On retrouve ici une ligne de fracture très nette : beaucoup de pays du Sud estiment qu’ils se voient réclamer une hausse d’ambition sur les fossiles et les NDC, sans contrepartie financière crédible. À l’inverse, l’UE et d’autres donateurs mettent en avant leur propre effort budgétaire et réclament que les grands émergents (Chine, pays du Golfe…) contribuent davantage.
Pour l’Union européenne, COP 30 est largement perçue… comme une mauvaise COP. En acceptant le principe du triplement de l’adaptation, l’UE espérait obtenir en échange une feuille de route claire sur les fossiles et un renforcement des NDC. En réalité, elle se retrouve piégée : le mot « tripling » reste dans le texte, mais les avancées sur les fossiles disparaissent.
Par ailleurs, sa défense acharnée des marchés carbone et de la tarification du carbone (EU ETS, CBAM) suscite de plus en plus de critiques de la part de pays qui voient dans ces instruments une forme de néoprotectionnisme vert.
Pour ReSoil, qui opère sur un marché volontaire national (Label bas-carbone) avec des standards exigeants, cette défiance n’est pas anodine. Elle renforce la nécessité de prouver la qualité, la transparence et l’impact réel des crédits carbones, sous peine de voir l’outil lui-même remis en cause.
Enfin, la COP 30 intervient à un moment charnière du cycle de l’Accord de Paris : les pays doivent soumettre de nouveaux NDC et produire leurs premiers rapports de transparence complète d’ici 2026. Plusieurs initiatives, dont un « ethical stocktake » porté par des acteurs de la société civile, ont rappelé l’énorme écart entre les trajectoires actuelles (≃ 2,3 °C) et l’objectif de 1,5 °C.
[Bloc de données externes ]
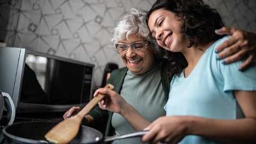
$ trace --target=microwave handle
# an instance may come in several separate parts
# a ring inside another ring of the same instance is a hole
[[[11,125],[13,123],[15,118],[15,107],[14,106],[13,101],[10,95],[7,93],[2,92],[4,99],[4,106],[8,112],[8,125]]]

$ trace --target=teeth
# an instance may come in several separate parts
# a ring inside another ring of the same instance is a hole
[[[164,40],[164,44],[165,44],[165,45],[167,45],[167,42],[168,42],[168,41],[169,40],[169,39],[170,39],[170,36],[168,36],[165,39],[165,40]]]
[[[128,61],[129,63],[136,63],[140,61],[140,59],[136,59],[136,60],[128,60]]]

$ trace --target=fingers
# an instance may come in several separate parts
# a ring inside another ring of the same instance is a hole
[[[110,90],[109,88],[99,88],[94,93],[93,97],[96,97],[99,93],[106,95],[111,95],[113,92],[114,91]]]
[[[67,111],[63,116],[64,120],[71,117],[72,115],[75,115],[79,111],[80,108],[78,106],[73,106],[68,111]]]
[[[159,129],[150,128],[150,125],[144,129],[147,131],[149,130],[149,131],[142,137],[141,140],[143,142],[150,141],[150,143],[154,143],[154,138],[157,134]]]
[[[239,52],[239,51],[241,51],[241,48],[239,47],[239,44],[234,44],[228,47],[225,48],[224,51],[219,52],[218,56],[220,59],[223,59]]]
[[[228,28],[228,27],[222,27],[221,29],[215,30],[215,33],[220,35],[232,35],[233,31],[236,29],[236,28]]]
[[[251,54],[249,57],[239,66],[239,70],[243,70],[245,68],[246,68],[248,65],[251,64],[251,63],[253,61],[255,56]]]

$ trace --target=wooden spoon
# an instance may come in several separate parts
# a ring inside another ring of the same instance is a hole
[[[113,90],[114,86],[110,84],[107,84],[105,88]],[[54,143],[67,143],[70,142],[77,134],[81,122],[84,116],[88,114],[104,96],[105,95],[100,93],[98,94],[97,97],[92,99],[76,115],[72,118],[67,118],[58,124],[45,135],[46,140]]]

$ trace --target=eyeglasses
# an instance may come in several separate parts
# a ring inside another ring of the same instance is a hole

La décision Mutirão « encourage » les États à renforcer leurs NDC sans attendre, mais sans fixer d’échéance ni de contrainte claire. Là encore, le message est plus politique qu’opérationnel.
Au bout du compte, COP30 ne raconte pas une histoire simple. Elle tient debout si l’on la lit comme une COP de structuration du cadre (financement, adaptation, transition juste, forêts). Elle déçoit profondément si l’on attendait d’elle des décisions fondatrices sur les fossiles, la déforestation et les NDC.
Pour les acteurs de terrain, une leçon s’impose : on ne peut plus se contenter d’attendre que les COP tranchent à notre place.
Les grandes décisions internationales :
• Donnent un cap (1,5 °C, adaptation, justice sociale) ;
• Ouvrent des enveloppes financières et des outils (fonds, programmes, mécanismes) ;
• Créent des attentes sur l’intégrité et la transparence des projets.
• dialogue climat-commerce.
Mais la transformation réelle se jouera dans :
• Les politiques nationales et régionales,
• Les choix d’investissement des entreprises et des financiers,
• Les projets concrets dans les territoires.
C’est là que des acteurs comme ReSoil ont leur place : faire le lien entre les grandes trajectoires globales et les décisions prises sur une ferme, dans une coopérative, dans une PME agroalimentaire. Autrement dit, traduire l’esprit de Belém (adaptation, nature, justice, finance) en changements tangibles dans les systèmes de culture, les rotations, les pratiques d’élevage ou de gestion de l’eau.
Les prochaines années seront décisives. En 2026, une « triple séquence » climat-biodiversité-terres doit se tenir. Si Belém a montré que la vérité n’était pas forcément belle, elle nous laisse au moins un point fixe : nous n’avons plus de temps à perdre.
À défaut d’avoir obtenu une feuille de route mondiale pour sortir des fossiles, nous pouvons dès maintenant accélérer là où nous avons la main : dans les entreprises, les territoires, les filières. Et faire en sorte que nos forêts, nos sols et nos systèmes agricoles restent nos meilleurs alliés pour contenir, autant que possible, cette vérité climatique qui s’écrit chaque année un peu plus.